Is the following std::vector code valid?

std::vector<Foo> vec;
Foo foo(...);
assert(vec.size() == 0);
vec.reserve(100); // I've reserved 100 elems
vec[50] = foo; // but I haven't initialized any of them
// so am I assigning into uninitialized memory?
Is the above code safe?
It's not valid. The vector has no elements, so you cannot access any element of them. You just reserved space for 100 elements (which means that it's guaranteed that no reallocation happens until over 100 elements have been inserted).
The fact is that you cannot resize the vector without also initializing the elements (even if just default initializing).
You should use vec.resize(100) if you want to index-in right away.
vec[50] is only safe if 50 < vec.size(). reserve() doesn't change the size of a vector, but resize() does and constructs the contained type.
It won't work.
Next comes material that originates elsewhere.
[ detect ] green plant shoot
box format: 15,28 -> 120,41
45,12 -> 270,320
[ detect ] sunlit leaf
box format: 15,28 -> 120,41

While the container has 100 elements reserved, it still has 0 elements.
You need to insert elements in order to access that portion of memory. Like Jon-Eric said, resize() is the way to go.
std::vector::reserve(100) will claim 100*sizeof(Foo) of free memory, so that further insertion to a vector will not do a memory allocation until 100*sizeof(foo) is full, but accessing the element of that vector will give indeterministic content of that element, since its only claim the memory not allocate it.
Before you can use operator[] to access 50th element you should either call resize, push_back() something 50 times or use std::fill_n algorithm.